Three scientists have won the Nobel Prize in Chemistry for their work developing lithium-ion batteries.
John Goodenough, of the University of Texas at Austin, Stanley Whittingham of Binghamton University, State University of New York, and Akira Yoshino of the Asahi Kasei Corporation in Japan were announced as the winners by the Royal Swedish Academy of Sciences on Wednesday.
“Lithium-ion batteries have revolutionised our lives since they first entered the market in 1991. They have laid the foundation of a wireless, fossil fuel-free society, and are of the greatest benefit to humankind,” the Academy said in statement.
The chemists will split the award, about $905,000, equally.

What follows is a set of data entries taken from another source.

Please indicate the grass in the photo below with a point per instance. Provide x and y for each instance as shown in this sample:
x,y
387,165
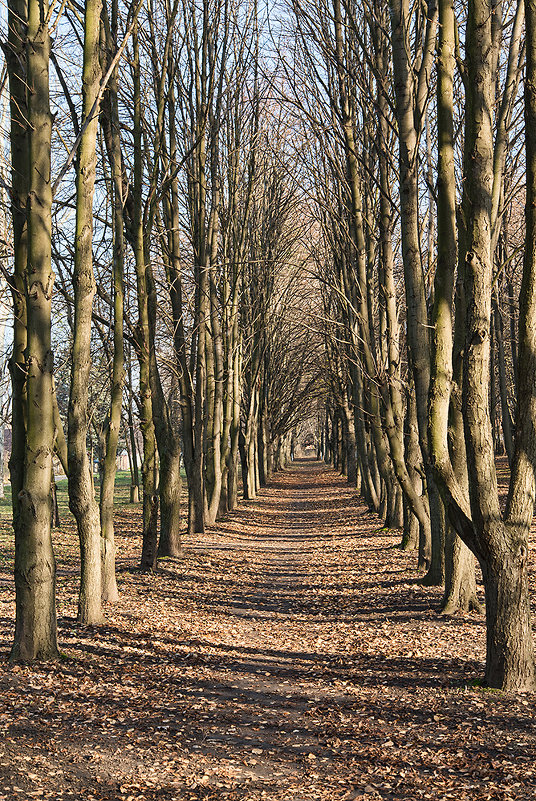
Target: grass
x,y
122,496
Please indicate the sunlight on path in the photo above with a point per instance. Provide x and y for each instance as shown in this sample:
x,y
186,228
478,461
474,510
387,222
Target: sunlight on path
x,y
290,655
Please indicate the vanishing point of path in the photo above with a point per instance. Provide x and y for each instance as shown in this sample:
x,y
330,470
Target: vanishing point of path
x,y
290,655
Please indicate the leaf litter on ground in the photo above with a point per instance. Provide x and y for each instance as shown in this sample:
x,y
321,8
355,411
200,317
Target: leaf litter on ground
x,y
290,654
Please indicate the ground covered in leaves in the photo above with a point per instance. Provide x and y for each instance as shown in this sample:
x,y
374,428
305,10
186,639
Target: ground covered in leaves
x,y
289,655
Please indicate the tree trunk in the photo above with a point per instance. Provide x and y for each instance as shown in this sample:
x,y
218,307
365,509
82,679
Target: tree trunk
x,y
35,567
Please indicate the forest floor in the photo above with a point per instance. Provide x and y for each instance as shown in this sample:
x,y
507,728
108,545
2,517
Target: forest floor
x,y
290,655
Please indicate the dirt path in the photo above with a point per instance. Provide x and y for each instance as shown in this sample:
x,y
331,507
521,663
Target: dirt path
x,y
290,655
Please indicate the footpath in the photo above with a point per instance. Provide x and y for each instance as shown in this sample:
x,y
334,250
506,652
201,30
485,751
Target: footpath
x,y
290,655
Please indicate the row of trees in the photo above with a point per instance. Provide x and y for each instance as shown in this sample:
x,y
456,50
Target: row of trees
x,y
234,231
422,137
150,187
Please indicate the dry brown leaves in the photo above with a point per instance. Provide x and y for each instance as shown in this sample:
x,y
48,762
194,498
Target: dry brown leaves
x,y
290,655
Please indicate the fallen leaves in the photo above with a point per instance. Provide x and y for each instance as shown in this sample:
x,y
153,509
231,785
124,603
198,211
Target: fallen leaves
x,y
272,662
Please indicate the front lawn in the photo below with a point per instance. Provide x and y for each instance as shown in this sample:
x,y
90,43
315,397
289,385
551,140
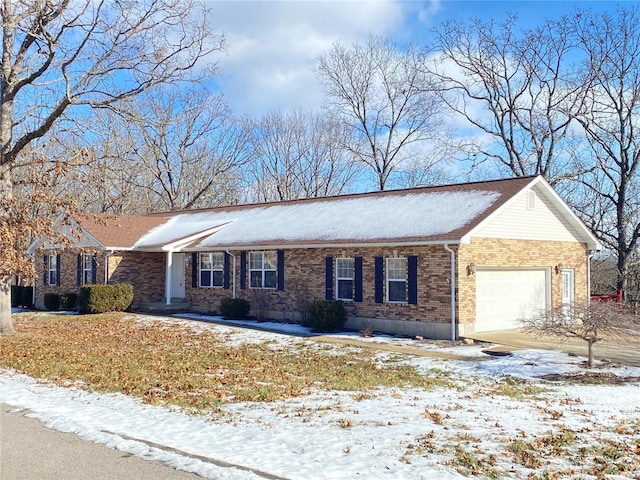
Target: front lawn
x,y
175,364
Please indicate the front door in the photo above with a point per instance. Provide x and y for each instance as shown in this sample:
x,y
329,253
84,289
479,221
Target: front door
x,y
177,277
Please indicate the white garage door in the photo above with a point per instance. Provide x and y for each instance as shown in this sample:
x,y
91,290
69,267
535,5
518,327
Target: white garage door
x,y
503,297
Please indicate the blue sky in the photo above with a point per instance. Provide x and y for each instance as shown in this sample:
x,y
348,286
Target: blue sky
x,y
273,45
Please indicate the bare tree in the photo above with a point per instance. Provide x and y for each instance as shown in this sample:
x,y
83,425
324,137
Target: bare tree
x,y
610,119
512,85
589,321
298,155
386,99
59,54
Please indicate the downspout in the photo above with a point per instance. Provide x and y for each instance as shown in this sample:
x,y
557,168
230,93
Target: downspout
x,y
453,290
35,281
169,278
591,253
233,287
106,266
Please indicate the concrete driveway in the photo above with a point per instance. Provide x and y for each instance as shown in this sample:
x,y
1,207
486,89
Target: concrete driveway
x,y
623,352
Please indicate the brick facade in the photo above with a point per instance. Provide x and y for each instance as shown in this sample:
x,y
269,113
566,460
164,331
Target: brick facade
x,y
503,253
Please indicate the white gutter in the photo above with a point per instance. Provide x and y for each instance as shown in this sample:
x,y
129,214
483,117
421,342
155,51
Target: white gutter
x,y
233,288
453,290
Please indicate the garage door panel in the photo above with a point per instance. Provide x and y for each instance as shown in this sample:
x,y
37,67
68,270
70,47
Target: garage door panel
x,y
504,297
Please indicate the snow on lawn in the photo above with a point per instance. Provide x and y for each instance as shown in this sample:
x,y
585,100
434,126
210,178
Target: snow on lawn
x,y
491,420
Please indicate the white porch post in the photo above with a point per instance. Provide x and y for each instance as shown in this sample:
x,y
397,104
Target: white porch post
x,y
168,278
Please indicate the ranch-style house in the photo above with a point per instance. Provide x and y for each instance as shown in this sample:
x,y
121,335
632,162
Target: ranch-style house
x,y
440,262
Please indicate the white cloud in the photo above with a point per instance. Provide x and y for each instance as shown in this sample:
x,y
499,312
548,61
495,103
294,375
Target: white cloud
x,y
273,46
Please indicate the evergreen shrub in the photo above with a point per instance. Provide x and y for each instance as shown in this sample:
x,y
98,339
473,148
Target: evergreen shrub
x,y
69,300
51,301
27,297
105,298
326,315
234,308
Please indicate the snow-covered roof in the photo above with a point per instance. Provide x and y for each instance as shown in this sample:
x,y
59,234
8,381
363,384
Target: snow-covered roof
x,y
352,219
423,215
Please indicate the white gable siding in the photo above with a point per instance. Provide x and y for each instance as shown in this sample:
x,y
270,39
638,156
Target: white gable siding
x,y
519,221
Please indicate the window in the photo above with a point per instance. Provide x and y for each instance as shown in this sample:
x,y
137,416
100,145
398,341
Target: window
x,y
52,270
212,269
87,269
263,269
344,278
397,280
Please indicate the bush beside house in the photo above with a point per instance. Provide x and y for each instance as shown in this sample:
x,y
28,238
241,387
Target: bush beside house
x,y
234,308
21,296
326,315
105,298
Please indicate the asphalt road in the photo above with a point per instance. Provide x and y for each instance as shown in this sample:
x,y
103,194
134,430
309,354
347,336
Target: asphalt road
x,y
29,451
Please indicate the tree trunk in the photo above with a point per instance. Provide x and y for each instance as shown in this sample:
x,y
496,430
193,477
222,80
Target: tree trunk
x,y
6,323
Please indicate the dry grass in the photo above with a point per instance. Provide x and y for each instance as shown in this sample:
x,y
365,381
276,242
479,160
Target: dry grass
x,y
174,365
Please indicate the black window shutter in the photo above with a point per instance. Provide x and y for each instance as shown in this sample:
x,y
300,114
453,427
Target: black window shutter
x,y
357,274
379,279
280,269
195,266
243,270
94,269
226,280
328,278
412,273
58,269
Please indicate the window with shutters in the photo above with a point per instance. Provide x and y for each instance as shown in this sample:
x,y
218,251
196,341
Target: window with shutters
x,y
86,268
397,280
263,269
52,270
344,278
212,269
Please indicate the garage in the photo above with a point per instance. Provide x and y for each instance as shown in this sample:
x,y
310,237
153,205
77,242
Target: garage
x,y
503,297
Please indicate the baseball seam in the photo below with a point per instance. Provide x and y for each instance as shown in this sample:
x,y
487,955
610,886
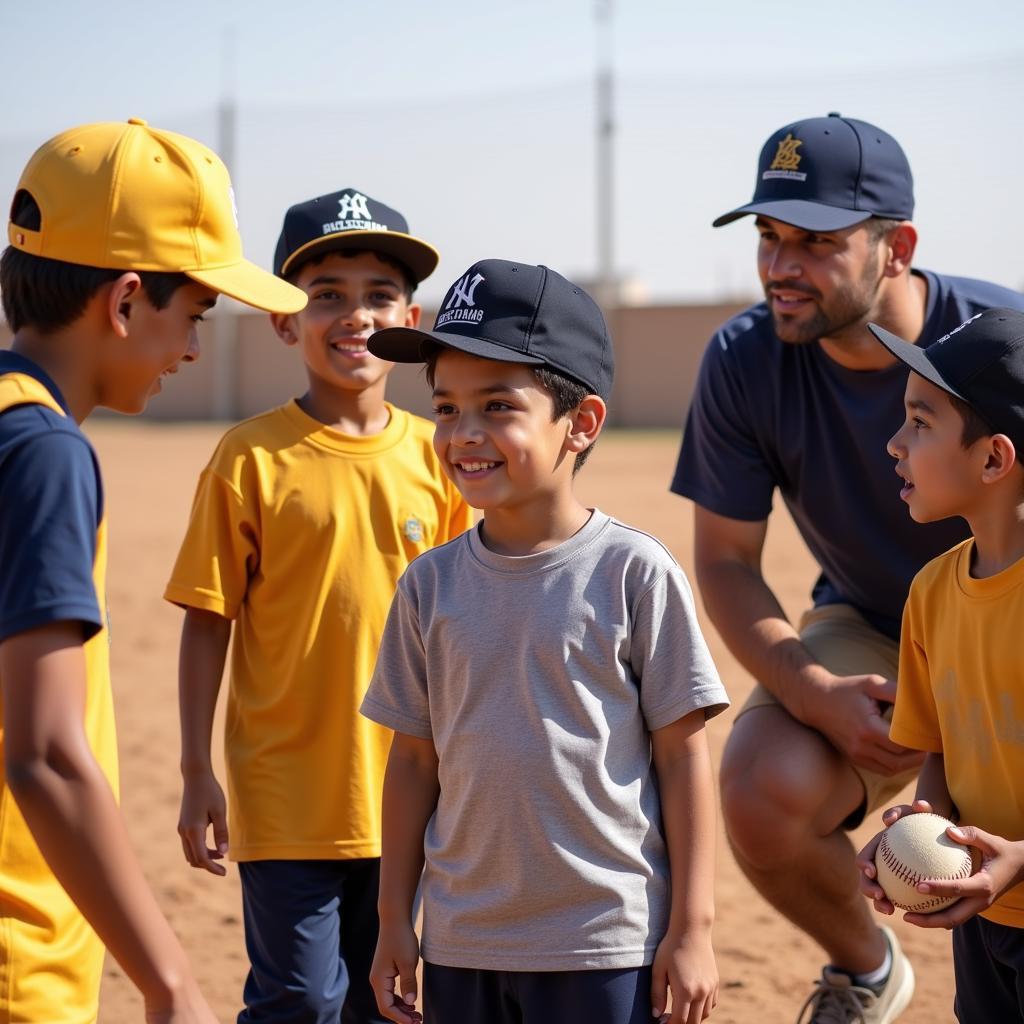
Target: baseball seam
x,y
912,879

Goodenough, born in 1922, is the oldest person to ever win a Nobel prize, Göran Hansson, secretary general of the Royal Swedish Academy of Sciences said at a news conference announcing the award.

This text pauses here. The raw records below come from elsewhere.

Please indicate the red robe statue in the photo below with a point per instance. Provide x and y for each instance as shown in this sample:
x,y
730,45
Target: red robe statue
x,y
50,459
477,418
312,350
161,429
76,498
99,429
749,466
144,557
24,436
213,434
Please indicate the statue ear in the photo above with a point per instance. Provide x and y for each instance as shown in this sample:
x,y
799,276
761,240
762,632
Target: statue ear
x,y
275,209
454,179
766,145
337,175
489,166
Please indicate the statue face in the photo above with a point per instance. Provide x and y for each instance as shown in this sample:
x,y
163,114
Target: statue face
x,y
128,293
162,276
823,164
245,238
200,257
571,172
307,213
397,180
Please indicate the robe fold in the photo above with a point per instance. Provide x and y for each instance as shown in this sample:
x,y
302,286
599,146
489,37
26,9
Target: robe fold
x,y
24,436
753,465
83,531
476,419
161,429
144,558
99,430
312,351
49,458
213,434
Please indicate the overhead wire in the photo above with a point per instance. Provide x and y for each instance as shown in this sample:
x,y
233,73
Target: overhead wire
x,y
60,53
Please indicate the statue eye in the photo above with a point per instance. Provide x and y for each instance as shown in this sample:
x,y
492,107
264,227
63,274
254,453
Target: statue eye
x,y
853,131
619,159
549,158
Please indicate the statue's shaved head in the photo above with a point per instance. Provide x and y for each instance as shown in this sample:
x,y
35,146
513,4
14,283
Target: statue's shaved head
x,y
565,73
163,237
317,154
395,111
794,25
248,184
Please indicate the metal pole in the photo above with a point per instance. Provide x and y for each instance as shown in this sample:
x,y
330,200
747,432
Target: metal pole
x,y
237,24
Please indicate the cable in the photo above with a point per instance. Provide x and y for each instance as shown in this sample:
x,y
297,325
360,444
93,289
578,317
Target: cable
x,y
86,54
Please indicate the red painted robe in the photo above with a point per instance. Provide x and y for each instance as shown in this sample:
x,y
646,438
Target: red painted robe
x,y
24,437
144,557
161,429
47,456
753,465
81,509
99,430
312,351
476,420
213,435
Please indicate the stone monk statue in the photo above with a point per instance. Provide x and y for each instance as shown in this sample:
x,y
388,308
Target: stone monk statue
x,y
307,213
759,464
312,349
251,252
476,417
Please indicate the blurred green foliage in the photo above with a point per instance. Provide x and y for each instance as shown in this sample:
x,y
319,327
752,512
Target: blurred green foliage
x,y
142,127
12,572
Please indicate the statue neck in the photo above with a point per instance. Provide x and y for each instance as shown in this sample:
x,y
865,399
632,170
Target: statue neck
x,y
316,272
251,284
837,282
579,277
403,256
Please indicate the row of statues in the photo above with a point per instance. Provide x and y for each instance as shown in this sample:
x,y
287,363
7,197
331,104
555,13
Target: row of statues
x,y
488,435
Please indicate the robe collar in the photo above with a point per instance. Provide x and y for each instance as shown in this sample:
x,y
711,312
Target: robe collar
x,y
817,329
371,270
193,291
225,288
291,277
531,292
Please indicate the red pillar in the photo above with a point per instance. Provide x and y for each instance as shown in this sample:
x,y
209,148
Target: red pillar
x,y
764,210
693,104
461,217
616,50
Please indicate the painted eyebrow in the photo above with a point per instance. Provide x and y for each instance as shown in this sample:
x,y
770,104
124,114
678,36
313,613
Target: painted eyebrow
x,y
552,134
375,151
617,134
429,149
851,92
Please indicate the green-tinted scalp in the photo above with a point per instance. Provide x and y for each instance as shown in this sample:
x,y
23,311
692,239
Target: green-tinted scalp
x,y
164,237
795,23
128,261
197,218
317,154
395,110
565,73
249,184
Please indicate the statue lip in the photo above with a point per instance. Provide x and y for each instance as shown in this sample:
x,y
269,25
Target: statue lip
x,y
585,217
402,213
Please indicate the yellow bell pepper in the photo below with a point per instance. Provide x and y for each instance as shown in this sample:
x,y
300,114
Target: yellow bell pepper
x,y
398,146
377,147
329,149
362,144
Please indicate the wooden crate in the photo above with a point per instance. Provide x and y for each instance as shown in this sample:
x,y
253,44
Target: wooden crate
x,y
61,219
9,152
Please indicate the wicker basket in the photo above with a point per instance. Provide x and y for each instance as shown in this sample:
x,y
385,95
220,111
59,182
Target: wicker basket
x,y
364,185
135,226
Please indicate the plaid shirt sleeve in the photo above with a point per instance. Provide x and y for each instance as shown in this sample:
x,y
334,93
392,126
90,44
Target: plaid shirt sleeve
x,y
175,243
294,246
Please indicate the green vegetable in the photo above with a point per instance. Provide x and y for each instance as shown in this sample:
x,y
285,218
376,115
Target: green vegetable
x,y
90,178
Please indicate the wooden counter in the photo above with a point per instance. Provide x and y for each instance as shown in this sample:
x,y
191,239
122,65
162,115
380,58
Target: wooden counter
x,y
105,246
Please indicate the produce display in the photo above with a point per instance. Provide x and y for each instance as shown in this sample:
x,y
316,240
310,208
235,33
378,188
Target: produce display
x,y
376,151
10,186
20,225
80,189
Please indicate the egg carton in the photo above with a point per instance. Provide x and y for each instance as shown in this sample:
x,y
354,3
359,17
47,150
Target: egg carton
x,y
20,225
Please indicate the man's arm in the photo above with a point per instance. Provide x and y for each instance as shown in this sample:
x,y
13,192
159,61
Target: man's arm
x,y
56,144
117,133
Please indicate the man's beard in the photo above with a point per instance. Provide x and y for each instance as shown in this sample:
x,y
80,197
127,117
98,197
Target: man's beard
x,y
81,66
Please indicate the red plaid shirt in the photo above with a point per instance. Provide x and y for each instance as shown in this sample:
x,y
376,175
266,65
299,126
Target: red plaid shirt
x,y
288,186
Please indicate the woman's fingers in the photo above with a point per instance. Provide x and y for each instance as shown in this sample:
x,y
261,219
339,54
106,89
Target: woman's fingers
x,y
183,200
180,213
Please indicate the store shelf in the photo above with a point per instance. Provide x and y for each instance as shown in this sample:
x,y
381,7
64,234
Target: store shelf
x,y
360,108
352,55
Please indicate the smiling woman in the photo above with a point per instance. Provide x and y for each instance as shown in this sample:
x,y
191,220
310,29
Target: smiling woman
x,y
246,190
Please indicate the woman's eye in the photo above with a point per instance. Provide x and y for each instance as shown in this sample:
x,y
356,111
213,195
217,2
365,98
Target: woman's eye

“The importance of this chemistry and technology for a more sustainable world has increased its relevance in recent times, and made it a very timely award now, although several of the discoveries were made quite some time ago,” Hansson said.
“In the face of increasing threats from extreme climate change, today’s announcement shines a welcome bright light on the portability of energy that has enabled unprecedented advances in communication, transportation and other tools to support critical aspects of life around the world,” American Chemical Society president Bonnie Charpentier said in a statement.